## Friday, December 12, 2014

### 52 Things: Number 10: What is the difference between the RSA and strong-RSA problem?

This is the latest in a series of blog posts to address the list of '52 Things Every PhD Student Should Know To Do Cryptography': a set of questions compiled to give PhD candidates a sense of what they should know by the end of their first year. This blog post introduces the RSA and Strong-RSA problems and highlights the differences between the two.

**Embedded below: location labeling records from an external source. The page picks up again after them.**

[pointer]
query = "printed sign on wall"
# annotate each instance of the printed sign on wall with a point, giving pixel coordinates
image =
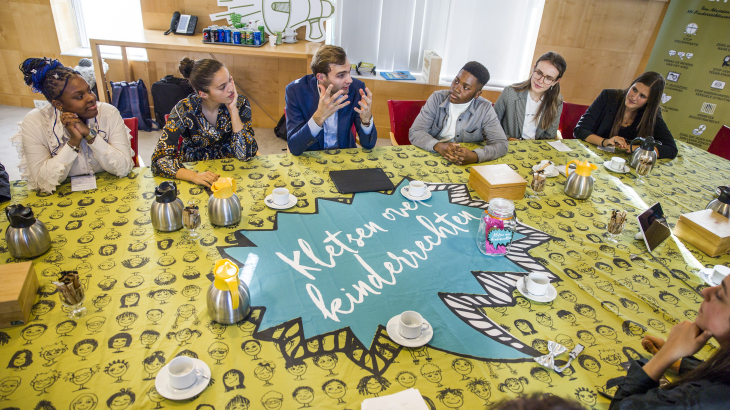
(692, 52)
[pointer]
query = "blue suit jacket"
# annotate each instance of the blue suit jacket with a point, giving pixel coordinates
(302, 98)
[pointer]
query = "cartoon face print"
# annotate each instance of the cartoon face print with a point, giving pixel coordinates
(567, 317)
(326, 361)
(42, 381)
(101, 301)
(154, 315)
(41, 308)
(451, 398)
(264, 371)
(85, 348)
(585, 396)
(66, 327)
(50, 353)
(406, 379)
(148, 338)
(20, 360)
(463, 367)
(191, 291)
(218, 351)
(121, 400)
(297, 370)
(134, 281)
(252, 348)
(33, 332)
(432, 373)
(8, 386)
(515, 385)
(117, 369)
(82, 376)
(590, 363)
(335, 389)
(272, 400)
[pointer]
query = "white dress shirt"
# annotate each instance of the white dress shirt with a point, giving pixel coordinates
(47, 160)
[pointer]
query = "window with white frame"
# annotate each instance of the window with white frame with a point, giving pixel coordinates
(392, 34)
(110, 20)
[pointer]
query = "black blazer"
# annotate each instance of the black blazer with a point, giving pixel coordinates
(599, 120)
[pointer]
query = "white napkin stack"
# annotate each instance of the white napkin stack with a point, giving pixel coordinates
(406, 400)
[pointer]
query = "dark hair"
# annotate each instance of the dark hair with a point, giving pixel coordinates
(123, 392)
(46, 76)
(240, 380)
(655, 82)
(28, 359)
(326, 55)
(539, 401)
(547, 112)
(199, 72)
(476, 69)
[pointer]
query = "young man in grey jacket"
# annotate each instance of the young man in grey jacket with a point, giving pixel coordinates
(460, 115)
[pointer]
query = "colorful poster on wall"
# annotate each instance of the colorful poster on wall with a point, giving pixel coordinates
(692, 51)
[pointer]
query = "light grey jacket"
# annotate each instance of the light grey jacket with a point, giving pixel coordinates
(510, 109)
(478, 123)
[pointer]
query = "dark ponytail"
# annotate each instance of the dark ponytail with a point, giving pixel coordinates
(46, 76)
(199, 72)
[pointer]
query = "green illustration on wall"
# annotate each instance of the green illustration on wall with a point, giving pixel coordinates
(280, 15)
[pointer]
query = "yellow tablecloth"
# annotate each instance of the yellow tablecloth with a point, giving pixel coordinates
(146, 290)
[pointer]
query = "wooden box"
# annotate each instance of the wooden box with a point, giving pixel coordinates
(431, 67)
(497, 181)
(707, 230)
(17, 295)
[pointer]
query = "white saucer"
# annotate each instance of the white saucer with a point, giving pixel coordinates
(392, 329)
(706, 274)
(607, 164)
(269, 201)
(551, 294)
(426, 195)
(553, 175)
(163, 387)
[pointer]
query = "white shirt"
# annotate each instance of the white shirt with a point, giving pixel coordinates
(449, 130)
(529, 128)
(330, 128)
(46, 159)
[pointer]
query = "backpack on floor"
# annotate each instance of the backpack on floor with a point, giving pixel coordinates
(166, 93)
(132, 101)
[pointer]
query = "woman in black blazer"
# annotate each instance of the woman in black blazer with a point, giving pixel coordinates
(616, 117)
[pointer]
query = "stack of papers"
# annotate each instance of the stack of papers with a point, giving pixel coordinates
(406, 400)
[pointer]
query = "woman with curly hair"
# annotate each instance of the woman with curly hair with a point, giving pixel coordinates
(73, 135)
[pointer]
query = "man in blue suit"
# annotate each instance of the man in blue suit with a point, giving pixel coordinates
(322, 107)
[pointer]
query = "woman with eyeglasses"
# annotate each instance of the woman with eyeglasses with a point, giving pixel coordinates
(531, 110)
(73, 135)
(617, 117)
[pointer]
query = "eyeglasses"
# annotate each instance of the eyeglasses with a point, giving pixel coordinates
(546, 79)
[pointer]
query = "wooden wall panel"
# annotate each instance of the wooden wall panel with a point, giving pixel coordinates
(606, 45)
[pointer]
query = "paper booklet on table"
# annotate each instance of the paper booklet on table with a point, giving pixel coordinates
(361, 180)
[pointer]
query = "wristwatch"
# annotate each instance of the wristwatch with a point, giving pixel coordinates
(91, 137)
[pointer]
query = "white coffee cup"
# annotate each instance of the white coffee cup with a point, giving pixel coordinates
(719, 272)
(550, 169)
(181, 372)
(537, 283)
(411, 324)
(618, 163)
(281, 196)
(416, 189)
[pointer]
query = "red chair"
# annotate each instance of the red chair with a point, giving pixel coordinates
(569, 119)
(133, 125)
(402, 114)
(720, 146)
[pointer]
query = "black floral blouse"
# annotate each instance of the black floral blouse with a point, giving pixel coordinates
(198, 139)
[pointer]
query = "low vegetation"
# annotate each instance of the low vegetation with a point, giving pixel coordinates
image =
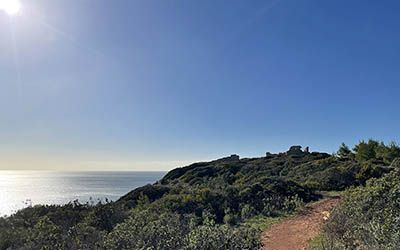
(222, 204)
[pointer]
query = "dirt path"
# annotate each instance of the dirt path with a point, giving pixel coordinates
(296, 232)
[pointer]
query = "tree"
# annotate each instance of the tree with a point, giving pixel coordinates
(344, 151)
(366, 150)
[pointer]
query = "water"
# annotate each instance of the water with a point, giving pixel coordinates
(19, 189)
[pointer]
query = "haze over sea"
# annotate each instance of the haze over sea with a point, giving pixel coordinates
(19, 189)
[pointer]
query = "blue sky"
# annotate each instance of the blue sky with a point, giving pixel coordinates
(148, 85)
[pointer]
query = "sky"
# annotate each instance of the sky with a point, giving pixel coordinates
(153, 85)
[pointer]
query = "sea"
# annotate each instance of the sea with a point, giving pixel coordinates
(20, 189)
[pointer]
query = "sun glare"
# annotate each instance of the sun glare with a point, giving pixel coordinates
(11, 7)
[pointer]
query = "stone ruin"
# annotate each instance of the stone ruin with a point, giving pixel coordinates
(297, 151)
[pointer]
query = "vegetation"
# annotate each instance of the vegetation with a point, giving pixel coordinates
(222, 204)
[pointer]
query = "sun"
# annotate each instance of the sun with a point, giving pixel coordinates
(11, 7)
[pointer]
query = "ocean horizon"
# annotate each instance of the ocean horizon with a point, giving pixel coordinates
(20, 189)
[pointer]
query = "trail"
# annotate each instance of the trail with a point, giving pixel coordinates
(296, 232)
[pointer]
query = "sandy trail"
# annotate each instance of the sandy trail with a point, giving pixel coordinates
(296, 232)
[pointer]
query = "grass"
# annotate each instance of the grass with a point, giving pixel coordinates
(316, 243)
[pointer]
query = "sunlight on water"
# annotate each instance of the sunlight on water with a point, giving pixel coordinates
(19, 189)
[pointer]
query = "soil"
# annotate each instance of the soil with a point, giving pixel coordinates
(296, 232)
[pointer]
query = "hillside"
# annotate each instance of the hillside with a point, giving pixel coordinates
(206, 205)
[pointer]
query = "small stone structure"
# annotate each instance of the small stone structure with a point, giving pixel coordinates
(231, 158)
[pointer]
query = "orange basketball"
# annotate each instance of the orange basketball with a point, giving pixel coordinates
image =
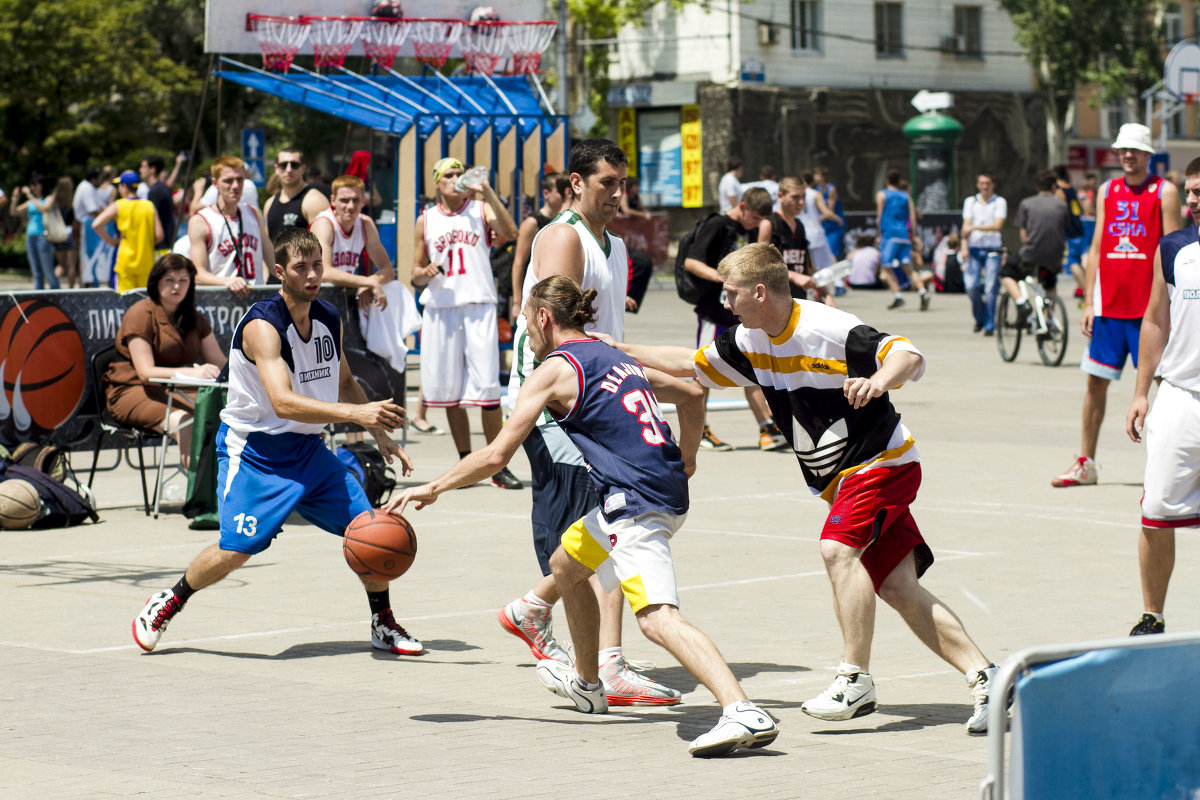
(379, 546)
(43, 368)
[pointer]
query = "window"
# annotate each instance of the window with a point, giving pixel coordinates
(969, 31)
(1173, 24)
(888, 34)
(805, 25)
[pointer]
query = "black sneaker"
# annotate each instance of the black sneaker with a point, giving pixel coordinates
(1147, 624)
(507, 480)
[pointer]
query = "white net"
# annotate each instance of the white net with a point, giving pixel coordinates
(527, 42)
(333, 38)
(433, 38)
(383, 37)
(279, 38)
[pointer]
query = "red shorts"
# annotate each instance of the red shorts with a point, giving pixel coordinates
(870, 512)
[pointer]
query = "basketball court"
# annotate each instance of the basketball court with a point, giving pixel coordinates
(267, 686)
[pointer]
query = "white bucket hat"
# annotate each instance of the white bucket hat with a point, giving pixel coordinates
(1133, 136)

Cryptography relies heavily on the assumption that certain mathematical problems are hard to solve in a realistic amount of time. When looking at Public-Key (Asymmetric) Cryptography, which is what we'll be focusing on in this blog post we use the assumed existence of One-Way functions, i.e. functions that are easy to compute one way but are difficult to invert. We use problems from algorithmic number theory to produce these functions.

Factoring

The first difficult problem from number theory to talk about is factoring. Given a composite integer $N$ the factoring problem is to find positive integers $p,q$ such that $N = pq$. Although on the face of it this seems like a very simple problem, this is in fact a very tough, well studied problem. This can be solved in exponential time by checking all the numbers $p = 2, \ldots, \sqrt{N}$. However, solving a problem in exponential time is not fast enough. No polynomial time algorithm has been developed to solve the factoring problem, despite many years of research. Clearly there are examples of $N$ for which this is very easy to solve, for example whenever $N$ is even. Therefore, when starting to think about using this in a Cryptographic construction we consider $N$ as very large and being constructed by 2 large primes $p,q$.

The RSA Problem

In RSA public-key encryption [1] Alice encrypts a plaintext $M$ using Bob's public key $(n,e)$ to ciphertext $C$ by $C = M^e (\textrm{mod } n)$ where $n$ is the product of two large primes and $e \geq 3$ is an odd integer that is coprime to the order of $\mathbb{Z}_n^{*}$, the group of invertible elements of $\mathbb{Z}_n$. Bob knows the private key $(n,d)$ where $de = 1 (\textrm{ mod } (p-1)(q-1))$ meaning he can compute $M = C^d (\textrm{mod } n)$. An adversary can eavesdrop $C$ and can know the public key $(n, e)$ however to calculate $M$ the adversary must find the factors of $n$. Therefore, this means the RSA problem is no harder than integer factorisation but is still a very hard problem to solve provided a suitable $n$ is chosen.

The Strong RSA Assumption

The strong RSA assumption differs from the RSA assumption in that the adversary can choose the (odd) public exponent $e \geq 3$. The adversary's task is to compute the plaintext $M$ from the ciphertext given that $C = M^e (\textrm{mod } n)$. This is at least as easy as the RSA problem meaning that the strong RSA assumption is, unsurprisingly, a stronger assumption. The RSA problem is now over a quarter of a century old. Public key encryption schemes have been developed that derive their strength fully from the RSA problem.